Project Outline: Storytelling as a Mechanism of Co-Creation of Public Policy
Background
Storytelling's role in public policy is a well-established strand of research, with frameworks, such as the Narrative Policy Framework and Deborah Stone's work, tracing its impact. Yet even within participatory strands of this literature, participants are rarely treated as co-creators of the narrative and therefore rarely treated as co-creators of policy. Storytelling is treated as an outcome of participation - evidence of policy impact rather than a shaping force feeding back to institutional decision-making. Where co-authorship is taken seriously, it clusters in health and environmental communication; the creative sector, whose practitioners produce storytelling as their actual professional practice, is comparatively under-examined. I aim to delve into how storytelling is translated between participant narrative and institutional decision, what changes, in authorship and framing.
Into the Light offers a well-suited case for this inquiry. Now in its third year, the programme is a partnership between Durham County Council, Durham University, and a network of cultural organisations, including Beamish Museum, The Bowes Museum, TIN Arts, No More Nowt, and Northern Heartlands, funded through the UK Shared Prosperity Fund, Arts Council England, and Durham County Council. It works collaboratively with the Council and partner organisations to respond to what creative practitioners in the county need. This offers a case to examine a sector rarely studied in this way.
Methodology
The core assumptions of my research are that:
1. Knowledge is not discovered but actively built through collective narratives.

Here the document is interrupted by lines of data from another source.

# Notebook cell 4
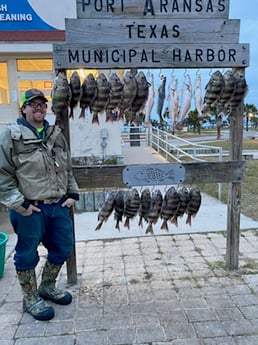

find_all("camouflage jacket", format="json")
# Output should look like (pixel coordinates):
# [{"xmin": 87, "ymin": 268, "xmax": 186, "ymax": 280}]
[{"xmin": 0, "ymin": 119, "xmax": 79, "ymax": 213}]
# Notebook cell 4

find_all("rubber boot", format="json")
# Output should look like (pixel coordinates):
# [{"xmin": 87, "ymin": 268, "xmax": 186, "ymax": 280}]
[
  {"xmin": 16, "ymin": 269, "xmax": 55, "ymax": 321},
  {"xmin": 39, "ymin": 261, "xmax": 72, "ymax": 305}
]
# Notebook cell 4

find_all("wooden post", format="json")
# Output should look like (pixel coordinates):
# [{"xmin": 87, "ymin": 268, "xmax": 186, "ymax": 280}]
[
  {"xmin": 54, "ymin": 70, "xmax": 77, "ymax": 284},
  {"xmin": 226, "ymin": 69, "xmax": 245, "ymax": 270}
]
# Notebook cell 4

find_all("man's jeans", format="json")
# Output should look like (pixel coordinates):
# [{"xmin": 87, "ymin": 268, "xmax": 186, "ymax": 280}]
[{"xmin": 10, "ymin": 199, "xmax": 74, "ymax": 271}]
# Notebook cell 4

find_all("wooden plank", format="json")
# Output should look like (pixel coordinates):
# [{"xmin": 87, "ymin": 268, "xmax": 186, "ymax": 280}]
[
  {"xmin": 226, "ymin": 69, "xmax": 245, "ymax": 270},
  {"xmin": 53, "ymin": 43, "xmax": 249, "ymax": 69},
  {"xmin": 65, "ymin": 18, "xmax": 240, "ymax": 45},
  {"xmin": 73, "ymin": 161, "xmax": 245, "ymax": 190},
  {"xmin": 76, "ymin": 0, "xmax": 229, "ymax": 19}
]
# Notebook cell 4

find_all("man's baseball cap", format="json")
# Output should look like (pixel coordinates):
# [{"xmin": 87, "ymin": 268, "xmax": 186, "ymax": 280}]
[{"xmin": 21, "ymin": 89, "xmax": 48, "ymax": 105}]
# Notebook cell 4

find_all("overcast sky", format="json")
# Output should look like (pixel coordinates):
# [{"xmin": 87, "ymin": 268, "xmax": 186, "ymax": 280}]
[{"xmin": 229, "ymin": 0, "xmax": 258, "ymax": 108}]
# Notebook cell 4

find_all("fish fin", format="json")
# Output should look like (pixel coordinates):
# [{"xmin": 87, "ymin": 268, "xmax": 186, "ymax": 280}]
[
  {"xmin": 160, "ymin": 220, "xmax": 168, "ymax": 231},
  {"xmin": 124, "ymin": 217, "xmax": 130, "ymax": 230},
  {"xmin": 145, "ymin": 223, "xmax": 153, "ymax": 234},
  {"xmin": 115, "ymin": 220, "xmax": 120, "ymax": 231},
  {"xmin": 95, "ymin": 222, "xmax": 103, "ymax": 231},
  {"xmin": 92, "ymin": 114, "xmax": 99, "ymax": 125},
  {"xmin": 185, "ymin": 214, "xmax": 192, "ymax": 226}
]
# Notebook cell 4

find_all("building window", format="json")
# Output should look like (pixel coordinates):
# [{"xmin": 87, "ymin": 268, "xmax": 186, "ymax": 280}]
[
  {"xmin": 17, "ymin": 59, "xmax": 53, "ymax": 72},
  {"xmin": 0, "ymin": 62, "xmax": 10, "ymax": 105}
]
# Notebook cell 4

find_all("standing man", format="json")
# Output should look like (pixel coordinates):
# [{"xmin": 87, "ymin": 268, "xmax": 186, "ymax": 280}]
[{"xmin": 0, "ymin": 89, "xmax": 79, "ymax": 320}]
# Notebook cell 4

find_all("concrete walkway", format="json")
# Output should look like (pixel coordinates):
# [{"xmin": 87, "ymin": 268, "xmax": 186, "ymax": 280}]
[{"xmin": 0, "ymin": 147, "xmax": 258, "ymax": 345}]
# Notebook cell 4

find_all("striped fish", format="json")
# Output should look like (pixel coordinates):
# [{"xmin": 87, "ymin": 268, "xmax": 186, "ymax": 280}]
[
  {"xmin": 91, "ymin": 73, "xmax": 110, "ymax": 125},
  {"xmin": 105, "ymin": 73, "xmax": 124, "ymax": 122},
  {"xmin": 145, "ymin": 189, "xmax": 163, "ymax": 234},
  {"xmin": 171, "ymin": 186, "xmax": 190, "ymax": 226},
  {"xmin": 160, "ymin": 187, "xmax": 180, "ymax": 231},
  {"xmin": 204, "ymin": 71, "xmax": 225, "ymax": 106}
]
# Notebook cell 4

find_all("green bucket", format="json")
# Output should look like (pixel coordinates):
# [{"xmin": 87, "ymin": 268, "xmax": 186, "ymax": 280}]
[{"xmin": 0, "ymin": 232, "xmax": 8, "ymax": 278}]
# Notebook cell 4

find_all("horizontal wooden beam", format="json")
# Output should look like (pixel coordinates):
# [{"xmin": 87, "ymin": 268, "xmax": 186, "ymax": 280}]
[
  {"xmin": 73, "ymin": 161, "xmax": 245, "ymax": 190},
  {"xmin": 65, "ymin": 18, "xmax": 240, "ymax": 45},
  {"xmin": 76, "ymin": 0, "xmax": 229, "ymax": 19},
  {"xmin": 53, "ymin": 42, "xmax": 249, "ymax": 69}
]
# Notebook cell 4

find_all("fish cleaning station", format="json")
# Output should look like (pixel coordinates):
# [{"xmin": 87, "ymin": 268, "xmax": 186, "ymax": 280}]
[{"xmin": 52, "ymin": 0, "xmax": 249, "ymax": 283}]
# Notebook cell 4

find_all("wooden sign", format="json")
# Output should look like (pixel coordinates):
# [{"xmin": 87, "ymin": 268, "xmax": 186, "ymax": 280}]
[
  {"xmin": 53, "ymin": 43, "xmax": 249, "ymax": 69},
  {"xmin": 65, "ymin": 18, "xmax": 240, "ymax": 44},
  {"xmin": 77, "ymin": 0, "xmax": 229, "ymax": 19}
]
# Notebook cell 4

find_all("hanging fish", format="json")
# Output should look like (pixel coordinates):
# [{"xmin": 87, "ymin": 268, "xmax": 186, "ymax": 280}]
[
  {"xmin": 91, "ymin": 73, "xmax": 110, "ymax": 125},
  {"xmin": 171, "ymin": 186, "xmax": 190, "ymax": 226},
  {"xmin": 194, "ymin": 74, "xmax": 203, "ymax": 118},
  {"xmin": 185, "ymin": 186, "xmax": 202, "ymax": 226},
  {"xmin": 145, "ymin": 189, "xmax": 163, "ymax": 234},
  {"xmin": 176, "ymin": 73, "xmax": 192, "ymax": 130},
  {"xmin": 118, "ymin": 71, "xmax": 137, "ymax": 120},
  {"xmin": 95, "ymin": 191, "xmax": 115, "ymax": 231},
  {"xmin": 105, "ymin": 73, "xmax": 124, "ymax": 122},
  {"xmin": 157, "ymin": 75, "xmax": 167, "ymax": 126},
  {"xmin": 168, "ymin": 74, "xmax": 179, "ymax": 133},
  {"xmin": 79, "ymin": 73, "xmax": 97, "ymax": 119},
  {"xmin": 69, "ymin": 71, "xmax": 81, "ymax": 119},
  {"xmin": 138, "ymin": 188, "xmax": 151, "ymax": 226},
  {"xmin": 114, "ymin": 190, "xmax": 124, "ymax": 231},
  {"xmin": 144, "ymin": 73, "xmax": 155, "ymax": 127},
  {"xmin": 218, "ymin": 70, "xmax": 236, "ymax": 110},
  {"xmin": 129, "ymin": 72, "xmax": 150, "ymax": 126},
  {"xmin": 51, "ymin": 72, "xmax": 71, "ymax": 129},
  {"xmin": 204, "ymin": 71, "xmax": 225, "ymax": 106},
  {"xmin": 229, "ymin": 71, "xmax": 248, "ymax": 111},
  {"xmin": 124, "ymin": 188, "xmax": 140, "ymax": 229},
  {"xmin": 160, "ymin": 187, "xmax": 180, "ymax": 231}
]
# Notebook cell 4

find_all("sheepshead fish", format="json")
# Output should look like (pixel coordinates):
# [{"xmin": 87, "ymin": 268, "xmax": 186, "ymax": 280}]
[
  {"xmin": 176, "ymin": 74, "xmax": 192, "ymax": 130},
  {"xmin": 79, "ymin": 73, "xmax": 97, "ymax": 119},
  {"xmin": 160, "ymin": 187, "xmax": 180, "ymax": 231},
  {"xmin": 118, "ymin": 71, "xmax": 137, "ymax": 120},
  {"xmin": 138, "ymin": 188, "xmax": 151, "ymax": 226},
  {"xmin": 144, "ymin": 73, "xmax": 155, "ymax": 127},
  {"xmin": 124, "ymin": 188, "xmax": 140, "ymax": 229},
  {"xmin": 69, "ymin": 71, "xmax": 81, "ymax": 119},
  {"xmin": 218, "ymin": 70, "xmax": 235, "ymax": 109},
  {"xmin": 145, "ymin": 189, "xmax": 163, "ymax": 234},
  {"xmin": 168, "ymin": 74, "xmax": 179, "ymax": 133},
  {"xmin": 185, "ymin": 186, "xmax": 202, "ymax": 226},
  {"xmin": 229, "ymin": 71, "xmax": 248, "ymax": 110},
  {"xmin": 95, "ymin": 191, "xmax": 115, "ymax": 231},
  {"xmin": 194, "ymin": 74, "xmax": 203, "ymax": 118},
  {"xmin": 171, "ymin": 186, "xmax": 190, "ymax": 226},
  {"xmin": 157, "ymin": 75, "xmax": 167, "ymax": 126},
  {"xmin": 130, "ymin": 72, "xmax": 150, "ymax": 126},
  {"xmin": 114, "ymin": 190, "xmax": 124, "ymax": 231},
  {"xmin": 105, "ymin": 73, "xmax": 124, "ymax": 122},
  {"xmin": 91, "ymin": 73, "xmax": 110, "ymax": 125},
  {"xmin": 51, "ymin": 72, "xmax": 71, "ymax": 129},
  {"xmin": 204, "ymin": 71, "xmax": 225, "ymax": 106}
]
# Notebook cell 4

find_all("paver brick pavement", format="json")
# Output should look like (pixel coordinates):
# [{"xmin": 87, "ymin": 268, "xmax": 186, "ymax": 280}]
[{"xmin": 0, "ymin": 230, "xmax": 258, "ymax": 345}]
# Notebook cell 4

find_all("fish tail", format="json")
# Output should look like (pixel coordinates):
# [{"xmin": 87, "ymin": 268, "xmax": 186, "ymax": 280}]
[
  {"xmin": 95, "ymin": 222, "xmax": 103, "ymax": 231},
  {"xmin": 145, "ymin": 223, "xmax": 153, "ymax": 234},
  {"xmin": 79, "ymin": 109, "xmax": 85, "ymax": 119},
  {"xmin": 138, "ymin": 217, "xmax": 142, "ymax": 227},
  {"xmin": 160, "ymin": 220, "xmax": 168, "ymax": 231},
  {"xmin": 124, "ymin": 217, "xmax": 130, "ymax": 230},
  {"xmin": 115, "ymin": 220, "xmax": 120, "ymax": 231},
  {"xmin": 185, "ymin": 214, "xmax": 192, "ymax": 226},
  {"xmin": 91, "ymin": 114, "xmax": 99, "ymax": 125}
]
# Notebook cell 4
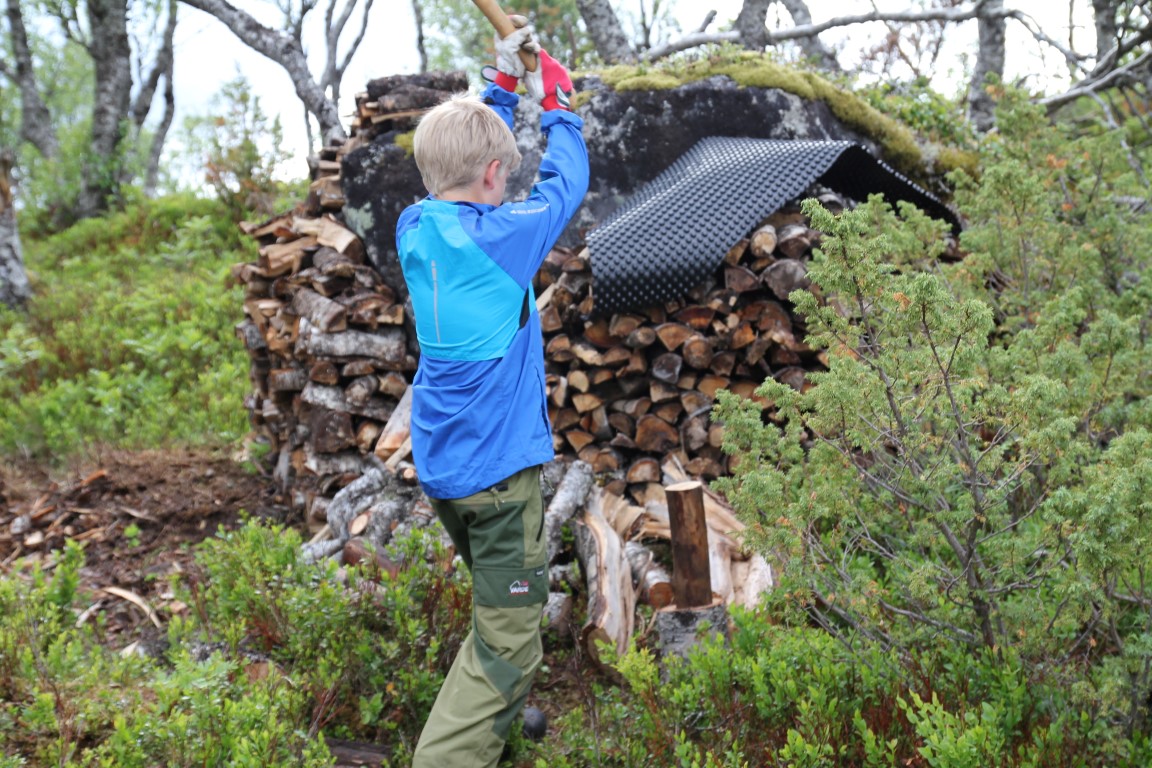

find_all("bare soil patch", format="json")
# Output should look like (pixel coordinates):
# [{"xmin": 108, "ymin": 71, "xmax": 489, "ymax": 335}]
[{"xmin": 0, "ymin": 448, "xmax": 287, "ymax": 642}]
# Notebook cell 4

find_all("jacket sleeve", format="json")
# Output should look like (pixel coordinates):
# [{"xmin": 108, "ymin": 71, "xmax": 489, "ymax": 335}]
[
  {"xmin": 480, "ymin": 83, "xmax": 520, "ymax": 130},
  {"xmin": 478, "ymin": 109, "xmax": 589, "ymax": 288}
]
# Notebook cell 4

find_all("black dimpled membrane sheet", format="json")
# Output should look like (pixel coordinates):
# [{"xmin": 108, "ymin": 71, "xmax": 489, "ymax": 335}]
[{"xmin": 588, "ymin": 136, "xmax": 960, "ymax": 315}]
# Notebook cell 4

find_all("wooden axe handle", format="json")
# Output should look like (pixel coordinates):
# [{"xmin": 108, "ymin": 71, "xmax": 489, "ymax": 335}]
[{"xmin": 472, "ymin": 0, "xmax": 537, "ymax": 73}]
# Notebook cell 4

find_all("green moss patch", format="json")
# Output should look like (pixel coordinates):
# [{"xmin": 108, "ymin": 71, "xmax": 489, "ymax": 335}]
[{"xmin": 577, "ymin": 51, "xmax": 924, "ymax": 177}]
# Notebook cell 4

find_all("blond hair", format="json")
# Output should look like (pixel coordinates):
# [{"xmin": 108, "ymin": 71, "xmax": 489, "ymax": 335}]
[{"xmin": 412, "ymin": 93, "xmax": 520, "ymax": 195}]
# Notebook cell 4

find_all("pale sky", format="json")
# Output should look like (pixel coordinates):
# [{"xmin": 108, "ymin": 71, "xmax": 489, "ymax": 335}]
[{"xmin": 174, "ymin": 0, "xmax": 1094, "ymax": 177}]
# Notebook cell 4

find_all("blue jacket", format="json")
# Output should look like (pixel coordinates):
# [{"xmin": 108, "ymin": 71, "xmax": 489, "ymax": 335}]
[{"xmin": 396, "ymin": 84, "xmax": 589, "ymax": 499}]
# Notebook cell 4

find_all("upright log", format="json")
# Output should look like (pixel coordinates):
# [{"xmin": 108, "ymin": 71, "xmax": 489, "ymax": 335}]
[{"xmin": 665, "ymin": 480, "xmax": 712, "ymax": 608}]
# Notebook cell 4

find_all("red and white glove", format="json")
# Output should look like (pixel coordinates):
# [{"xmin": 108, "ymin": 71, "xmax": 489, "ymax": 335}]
[
  {"xmin": 524, "ymin": 48, "xmax": 573, "ymax": 112},
  {"xmin": 493, "ymin": 16, "xmax": 540, "ymax": 91}
]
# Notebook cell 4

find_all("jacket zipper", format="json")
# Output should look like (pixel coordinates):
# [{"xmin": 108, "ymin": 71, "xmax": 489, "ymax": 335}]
[{"xmin": 432, "ymin": 259, "xmax": 441, "ymax": 344}]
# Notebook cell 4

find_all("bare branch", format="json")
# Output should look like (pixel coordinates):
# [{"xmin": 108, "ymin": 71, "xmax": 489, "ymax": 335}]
[
  {"xmin": 1008, "ymin": 10, "xmax": 1092, "ymax": 71},
  {"xmin": 183, "ymin": 0, "xmax": 347, "ymax": 142},
  {"xmin": 642, "ymin": 0, "xmax": 1011, "ymax": 61},
  {"xmin": 696, "ymin": 10, "xmax": 717, "ymax": 35},
  {"xmin": 1039, "ymin": 51, "xmax": 1152, "ymax": 115}
]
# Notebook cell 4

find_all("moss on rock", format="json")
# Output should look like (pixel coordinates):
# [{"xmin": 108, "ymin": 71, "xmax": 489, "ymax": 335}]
[{"xmin": 577, "ymin": 50, "xmax": 925, "ymax": 177}]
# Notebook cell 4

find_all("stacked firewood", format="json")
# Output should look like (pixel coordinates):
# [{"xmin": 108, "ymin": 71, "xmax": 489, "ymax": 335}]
[
  {"xmin": 233, "ymin": 73, "xmax": 468, "ymax": 529},
  {"xmin": 537, "ymin": 195, "xmax": 843, "ymax": 505}
]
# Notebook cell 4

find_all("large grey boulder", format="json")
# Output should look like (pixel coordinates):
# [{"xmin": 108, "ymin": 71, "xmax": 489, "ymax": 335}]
[{"xmin": 341, "ymin": 76, "xmax": 877, "ymax": 296}]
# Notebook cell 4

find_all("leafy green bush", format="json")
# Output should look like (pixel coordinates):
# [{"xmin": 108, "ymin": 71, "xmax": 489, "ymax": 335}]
[
  {"xmin": 189, "ymin": 525, "xmax": 471, "ymax": 765},
  {"xmin": 537, "ymin": 609, "xmax": 1119, "ymax": 768},
  {"xmin": 0, "ymin": 523, "xmax": 471, "ymax": 768},
  {"xmin": 700, "ymin": 86, "xmax": 1152, "ymax": 765},
  {"xmin": 0, "ymin": 197, "xmax": 252, "ymax": 456}
]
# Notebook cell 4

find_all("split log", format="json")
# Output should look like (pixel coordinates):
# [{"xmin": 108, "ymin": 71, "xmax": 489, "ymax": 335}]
[
  {"xmin": 373, "ymin": 387, "xmax": 412, "ymax": 462},
  {"xmin": 544, "ymin": 461, "xmax": 592, "ymax": 563},
  {"xmin": 760, "ymin": 259, "xmax": 812, "ymax": 301},
  {"xmin": 576, "ymin": 494, "xmax": 636, "ymax": 670},
  {"xmin": 624, "ymin": 456, "xmax": 660, "ymax": 484},
  {"xmin": 655, "ymin": 322, "xmax": 694, "ymax": 352},
  {"xmin": 748, "ymin": 225, "xmax": 776, "ymax": 259},
  {"xmin": 608, "ymin": 314, "xmax": 644, "ymax": 340},
  {"xmin": 636, "ymin": 413, "xmax": 680, "ymax": 454},
  {"xmin": 267, "ymin": 368, "xmax": 309, "ymax": 391},
  {"xmin": 344, "ymin": 374, "xmax": 380, "ymax": 408},
  {"xmin": 308, "ymin": 360, "xmax": 340, "ymax": 387},
  {"xmin": 723, "ymin": 265, "xmax": 760, "ymax": 294},
  {"xmin": 296, "ymin": 318, "xmax": 416, "ymax": 371},
  {"xmin": 665, "ymin": 481, "xmax": 712, "ymax": 608},
  {"xmin": 593, "ymin": 485, "xmax": 644, "ymax": 541},
  {"xmin": 675, "ymin": 304, "xmax": 717, "ymax": 330},
  {"xmin": 300, "ymin": 381, "xmax": 394, "ymax": 421},
  {"xmin": 652, "ymin": 352, "xmax": 684, "ymax": 383},
  {"xmin": 681, "ymin": 334, "xmax": 713, "ymax": 371},
  {"xmin": 308, "ymin": 408, "xmax": 356, "ymax": 454},
  {"xmin": 544, "ymin": 592, "xmax": 576, "ymax": 637},
  {"xmin": 624, "ymin": 541, "xmax": 673, "ymax": 608},
  {"xmin": 624, "ymin": 326, "xmax": 657, "ymax": 349}
]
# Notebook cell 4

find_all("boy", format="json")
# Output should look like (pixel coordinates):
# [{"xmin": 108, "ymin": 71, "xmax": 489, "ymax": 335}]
[{"xmin": 396, "ymin": 28, "xmax": 589, "ymax": 768}]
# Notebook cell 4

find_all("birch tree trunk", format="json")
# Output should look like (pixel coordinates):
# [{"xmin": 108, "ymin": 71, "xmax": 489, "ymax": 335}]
[
  {"xmin": 0, "ymin": 0, "xmax": 59, "ymax": 158},
  {"xmin": 0, "ymin": 150, "xmax": 32, "ymax": 309},
  {"xmin": 968, "ymin": 0, "xmax": 1008, "ymax": 131},
  {"xmin": 76, "ymin": 0, "xmax": 132, "ymax": 219},
  {"xmin": 735, "ymin": 0, "xmax": 774, "ymax": 51}
]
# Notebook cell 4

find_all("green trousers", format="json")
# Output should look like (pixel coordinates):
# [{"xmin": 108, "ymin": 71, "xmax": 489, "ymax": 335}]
[{"xmin": 412, "ymin": 466, "xmax": 548, "ymax": 768}]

2. I, as the researcher, am not an objective observer but am co-constructing knowledge alongside participants, my experiences inevitably shape my research.
Data Sources
I will conduct documentary analysis from the previous year's evaluation reports, alongside other artifacts of policy narrative such as booklets, website material, social media posts. I will also conduct semi-structured interviews with key stakeholders across roles (programme director, community members, commissioned creatives) to offer multiple vantage points. I have also attended several events and will use field notes of participant observation as first-hand experience of co-creation, strengthening my research.
Analysis
I will use my own method, inspired by Constructivist Grounded Theory to analyse my source materials. This will involve:
1. Close reading the source material and taking notes throughout
2. Identifying broader theme, mood, atmosphere, tone and diction through comparison of notes
3. Construct a coherent argument for the narrative that is grounded by the notes and broader themes identified
Throughout my research, I will keep memos to mitigate the effect of my own biases and my own involvement in the research.
Limitations
1. This can only be a snapshot and not a full view of how storytelling functions as a mechanism of co-creation within policy, given time and word budget.
2. As an insider, I may not have enough critical distance from the programme to fully assess it, though, as I mentioned before, this will be mitigated through memos.
3. This is also only a single case study and thus is not a generalisable framework, though this may also be an advantage as it is customised for this project.